Noch fragwürdiger findet er aber, dass Hochrisiko-KI, die schon auf dem Markt ist, vom AI Act komplett ausgenommen ist, sofern sie nicht signifikant verändert wird. "Das entspricht eigentlich nicht den Prinzipien des Sicherheitsrechts", sagt Hacker. Bei Produkten sei es normal, dass sich Hersteller an neue Vorgaben anpassen müssen.
Forschung ist trotz AI Act kein Problem – aber was ist mit kleinen Unternehmen?
Licht und Schatten beim AI Act sieht auch Björn Ommer, Erfinder der Bild-KI Stable Diffusion und Leiter der Forschungsgruppe Computer Vision & Learning an der LMU München. Es sei sehr zu begrüßen, dass die Verordnung für mehr Rechtssicherheit und Transparenz sorgen soll. Die KI-Forschung sei von den Vorgaben überhaupt nicht beeinträchtigt, schon allein wegen der im Grundgesetz garantierten Forschungsfreiheit.
Allerdings sieht Ommer die Regelungen besonders für kleine Firmen kritisch. Große Firmen könnten es sich leisten, die Transparenz- und Berichtspflichten der KI-Verordnung zu erfüllen. "Aber wie sieht es mit kleineren Firmen aus?" Außerdem hofft der Experte, dass mit dem AI Act Verstöße künftig auch besser bestraft werden können.
KI-Verordnung der EU könnte im Sommer in Kraft treten
Hacker hofft hier auf das KI-Büro, die neue EU-Behörde, die darüber wachen soll, dass die Regeln eingehalten werden. Sie müsse möglichst schnell Beispiele geben, was im Rahmen der KI-Verordnung erlaubt ist und was nicht. "Das muss stehen, bevor der AI Act in Kraft tritt."
Denn die Zeit drängt: Wenn die KI-Verordnung in der jetzt bekannten Form verabschiedet wird, tritt sie voraussichtlich im Sommer in Kraft.
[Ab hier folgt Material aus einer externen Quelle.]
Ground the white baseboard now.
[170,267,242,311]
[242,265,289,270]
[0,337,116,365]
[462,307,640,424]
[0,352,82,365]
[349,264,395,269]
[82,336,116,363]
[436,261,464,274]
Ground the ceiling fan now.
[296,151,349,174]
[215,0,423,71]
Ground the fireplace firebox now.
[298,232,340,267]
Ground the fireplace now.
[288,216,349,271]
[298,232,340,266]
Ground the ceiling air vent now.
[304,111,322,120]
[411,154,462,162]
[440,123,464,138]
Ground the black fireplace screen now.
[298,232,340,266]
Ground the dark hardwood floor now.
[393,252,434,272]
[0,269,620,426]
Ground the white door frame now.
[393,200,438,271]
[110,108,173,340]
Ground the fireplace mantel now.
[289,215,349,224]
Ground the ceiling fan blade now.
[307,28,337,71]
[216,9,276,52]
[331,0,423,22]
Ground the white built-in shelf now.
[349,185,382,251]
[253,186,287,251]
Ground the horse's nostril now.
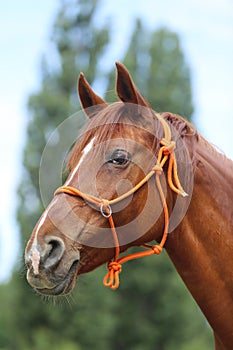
[44,237,65,268]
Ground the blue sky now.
[0,0,233,279]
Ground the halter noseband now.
[54,114,187,289]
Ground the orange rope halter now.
[54,114,187,289]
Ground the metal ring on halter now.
[100,203,112,219]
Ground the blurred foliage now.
[0,0,212,350]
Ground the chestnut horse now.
[25,63,233,350]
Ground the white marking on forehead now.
[65,136,96,186]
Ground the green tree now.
[0,0,214,350]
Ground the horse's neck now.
[166,140,233,349]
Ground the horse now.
[25,62,233,350]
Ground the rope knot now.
[108,261,122,273]
[100,200,112,218]
[151,245,163,255]
[151,164,163,175]
[103,261,122,290]
[160,138,176,155]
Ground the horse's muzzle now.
[25,236,80,295]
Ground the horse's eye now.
[108,149,131,166]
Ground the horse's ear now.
[78,73,107,118]
[116,62,149,107]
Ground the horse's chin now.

Ein halbes Jahr später seien dann die verbotenen KI-Praktiken nicht mehr erlaubt, ein Jahr später gelten die Regeln für umfangreiche KI-Basismodelle. Für Hochrisiko-Anwendungen beträgt die Frist 24 Monate. "Das ist nicht lang", sagt Hacker.
Deutschland, Frankreich und Italien hatten für weniger strenge Vorgaben geworben
Aber: Ob die KI-Verordnung überhaupt schnell verabschiedet wird, war zuletzt fraglich. Deutschland, Frankreich und Italien hatten eine Einigung blockiert. Digitalminister Volker Wissing (FDP) und seine europäischen Kollegen wollten ChatGPT und andere Basismodelle gar nicht gesetzlich regulieren, sondern nur über eine Selbstverpflichtung.
Denkbar wäre für die Experten, dass die Verordnung deshalb nochmal vertagt wird. Gleichwohl finden im Juni die EU-Wahlen statt. Kommt der AI Act nicht jetzt, komme er vielleicht sehr viel später oder gar nicht mehr. Philipp Hacker glaubt deshalb nicht, dass die Bundesregierung in die Fundamentalopposition geht. "Das wäre schon ein schwerer Affront gegen die europäischen Partner."